PHA NSW& ACT member Michael Williams specialises in local Australian history and heritage and in Chinese Australian and diaspora history. Here we see him in south China, on a conference tour concerning Australia’s links with villages such as this one, the world-heritage listed Kaiping.
What is your current area of historical interest?
I am researching a history of the Dictation Test using the numerous files in the National Archives related to its administration over more than 50 years. You might think a great deal has been written on this topic. In fact, much has yet to be revealed about the impact on individual lives and about the amazing twists in a test it was literally a crime to fail (and everybody failed).
I have had a lifelong love of history and its ability to help us to understand the world a little better. After a variety of careers I felt that a focus on history best allowed me to use my skills to go in-depth into a subject and to spend the time needed to really build up a body of knowledge.
Who is the audience for your history?
I range over two specialities, so guess I have two audiences. Like many in the PHA I do local work (in the Williams River Valley) for history and heritage studies. Here my audience is anyone with a local interest in history or a love of the heritage that surrounds us and is so often under threat.
My other major area is Chinese Australian history. This field interests all who wish to understand the role of this important group in Australian history, a role that has been somewhat neglected in the past but which is becoming of greater interest all the time.
What’s your favourite historical source, book, website or film?
When I was young I read a fascinating book called The Common Stream, which traced the history of an English village from Roman times. It centred on the stream that ran through its middle. The picture of change over time was one that has stayed with me all my life.
Of course Australian history gives less scope for such lengthy historical work but I was pleased to be able to write Entertaining Dungog, which traces the 100-year role of the James Theatre in the life of the village of Dungog.
If you had a time machine, where would you go?
My favourite historical era has always been classical Greece, the time of Socrates, Thucydides and Plato. To discuss the writing of his history with Thucydides himself would be an amazing use of a time machine – so long as it came with the ability to speak Attic Greek!
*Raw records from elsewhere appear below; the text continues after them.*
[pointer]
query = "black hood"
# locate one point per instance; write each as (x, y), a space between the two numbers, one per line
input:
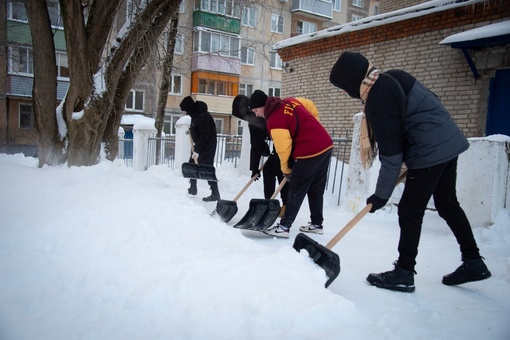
(348, 73)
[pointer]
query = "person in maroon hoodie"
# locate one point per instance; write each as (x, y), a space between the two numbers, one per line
(304, 148)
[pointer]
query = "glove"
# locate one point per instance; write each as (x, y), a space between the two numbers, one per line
(255, 173)
(240, 106)
(377, 202)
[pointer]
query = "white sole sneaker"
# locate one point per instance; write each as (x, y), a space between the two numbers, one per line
(310, 229)
(276, 231)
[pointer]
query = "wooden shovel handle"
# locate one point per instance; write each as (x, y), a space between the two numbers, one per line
(249, 183)
(279, 188)
(358, 217)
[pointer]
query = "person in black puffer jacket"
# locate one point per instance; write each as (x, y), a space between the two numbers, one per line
(203, 134)
(259, 148)
(411, 126)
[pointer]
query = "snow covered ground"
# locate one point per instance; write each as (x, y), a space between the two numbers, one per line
(106, 252)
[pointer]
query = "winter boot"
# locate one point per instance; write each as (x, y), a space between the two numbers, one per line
(470, 270)
(397, 279)
(311, 228)
(282, 211)
(278, 230)
(193, 187)
(215, 193)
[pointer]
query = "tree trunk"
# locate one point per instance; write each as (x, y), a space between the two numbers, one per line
(44, 92)
(165, 81)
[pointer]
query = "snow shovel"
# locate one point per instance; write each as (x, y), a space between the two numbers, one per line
(322, 255)
(227, 209)
(262, 213)
(198, 171)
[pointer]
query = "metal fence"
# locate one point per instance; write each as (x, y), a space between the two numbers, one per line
(162, 151)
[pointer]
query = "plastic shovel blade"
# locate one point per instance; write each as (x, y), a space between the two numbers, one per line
(226, 209)
(261, 214)
(324, 257)
(199, 171)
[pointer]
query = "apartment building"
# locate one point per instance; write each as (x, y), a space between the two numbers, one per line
(227, 48)
(224, 48)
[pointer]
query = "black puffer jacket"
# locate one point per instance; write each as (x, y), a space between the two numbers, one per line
(203, 133)
(424, 136)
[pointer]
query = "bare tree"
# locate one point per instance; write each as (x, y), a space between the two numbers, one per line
(100, 77)
(165, 79)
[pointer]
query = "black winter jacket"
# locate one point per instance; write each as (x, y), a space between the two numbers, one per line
(424, 136)
(203, 133)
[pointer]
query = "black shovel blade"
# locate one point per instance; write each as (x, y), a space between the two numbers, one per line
(261, 214)
(325, 258)
(199, 171)
(226, 209)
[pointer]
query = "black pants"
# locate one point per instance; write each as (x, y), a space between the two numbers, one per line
(271, 172)
(438, 182)
(212, 184)
(308, 178)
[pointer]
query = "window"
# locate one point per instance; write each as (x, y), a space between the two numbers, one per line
(175, 84)
(356, 17)
(219, 125)
(249, 17)
(274, 92)
(16, 11)
(132, 9)
(169, 123)
(214, 87)
(274, 60)
(225, 7)
(239, 127)
(62, 65)
(212, 42)
(246, 89)
(304, 27)
(54, 12)
(26, 117)
(337, 5)
(247, 55)
(276, 23)
(135, 101)
(21, 60)
(179, 44)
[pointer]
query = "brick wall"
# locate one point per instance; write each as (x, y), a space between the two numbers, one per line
(411, 45)
(386, 6)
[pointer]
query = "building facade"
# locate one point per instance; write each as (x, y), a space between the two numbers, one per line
(470, 78)
(224, 48)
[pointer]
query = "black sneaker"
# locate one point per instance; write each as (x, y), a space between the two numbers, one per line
(211, 198)
(470, 270)
(397, 279)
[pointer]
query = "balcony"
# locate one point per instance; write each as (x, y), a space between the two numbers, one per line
(314, 9)
(218, 22)
(215, 63)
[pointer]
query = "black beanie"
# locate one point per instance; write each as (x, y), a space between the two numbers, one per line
(348, 73)
(258, 99)
(187, 104)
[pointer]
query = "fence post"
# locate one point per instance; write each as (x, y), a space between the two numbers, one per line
(360, 182)
(182, 143)
(244, 161)
(141, 134)
(120, 134)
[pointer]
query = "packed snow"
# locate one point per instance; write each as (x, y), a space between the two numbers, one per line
(107, 252)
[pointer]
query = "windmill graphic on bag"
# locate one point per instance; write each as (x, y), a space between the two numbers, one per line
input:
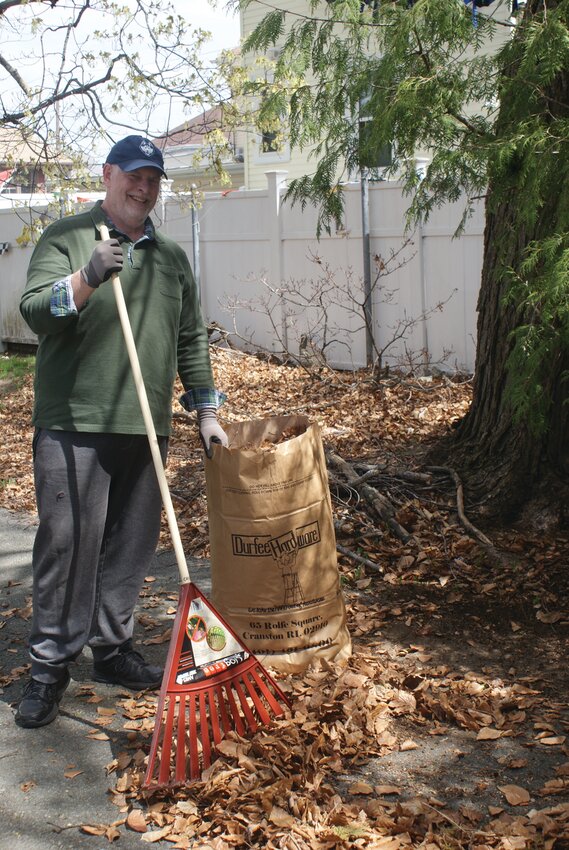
(284, 550)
Why is history important today?
I would like to say because by learning from the mistakes of the past we can avoid repeating those mistakes. Unfortunately if we learn anything from history it is that very few people seem to have the capacity to learn from it, certainly not those able to affect our societies. The importance of history is very intellectual then, a solace for those who can only stand by as events take a course that seems all too tragically inevitable.